North Korea: U.S. Sanctions Tantamount to Act of War
SEOUL, South Korea (AP) — North Korea said Thursday that U.S. sanctions on leader Kim Jong Un and other top officials for human rights abuses are tantamount to declaring war.
The country's Foreign Ministry issued a statement carried by the official Korean Central News Agency saying the announcement of sanctions on Kim and 10 other officials was "peppered with lies and fabrications" and demanding the sanctions be withdrawn.
"Now that the U.S. declared a war on the DPRK, any problem arising in the relations with the U.S. will be handled under the latter's wartime law," the statement says, using the initials of the country's official name, the Democratic People's Republic of Korea.
North Korea has already been sanctioned heavily because of its nuclear weapons program. However, Wednesday's action by the Obama administration was the first time Kim has been personally targeted, and the first time that any North Korean official has been blacklisted by the U.S. Treasury in connection with reports of rights abuses.
The North Korean statement called the sanctions a "hideous crime." It demanded that the sanctions be retracted or else "every lever and channel for diplomatic contact between the DPRK and the U.S. will be cut off at once."
U.S. and North Korea do not have formal diplomatic relations, although they retain a channel of communication through the North's diplomatic mission at the United Nations in New York.

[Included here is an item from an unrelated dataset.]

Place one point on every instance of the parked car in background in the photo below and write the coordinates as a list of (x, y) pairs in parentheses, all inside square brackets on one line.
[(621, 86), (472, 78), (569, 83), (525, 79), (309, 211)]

State Department spokesman John Kirby said that the U.S. stands by its decision to impose the sanctions.
"We once again call on North Korea to refrain from actions and rhetoric that only further raise tensions in the region. I can't see how this rhetoric does anything but that," he told reporters in Washington when asked about the North Korean response.
North Korea frequently uses harsh rhetoric and denunciations of the United States, and threats of hostilities are not uncommon.
On Wednesday, the State Department also released a report, mandated by Congress, on human rights abuses in North Korea. Administration officials said it was intended to name and shame responsible officials in North Korea's government, and send a message to lower and mid-ranking officials to think twice before engaging in acts of cruelty and oppression.
Secretary of State John Kerry said Thursday the new sanctions could cause North Korean officials to think twice before committing rights abuses.
"It is important," he told reporters during a visit to Ukraine, "that all North Korean officials know and understand going forward that at all levels there are consequences for actions and they hopefully might consider the implications of those actions," he said.
In addition to blacklisting Kim, the Treasury Department blacklisted officials at the Ministry of State Security — which it said administers political prison camps and is engaged in torture and inhumane treatment of detainees — and the Ministry of People's Security which operates a network of police stations, interrogation centers and labor camps.
The State Department said North Korean political prison camps hold between 80,000 to 120,000 prisoners, including children and other family members.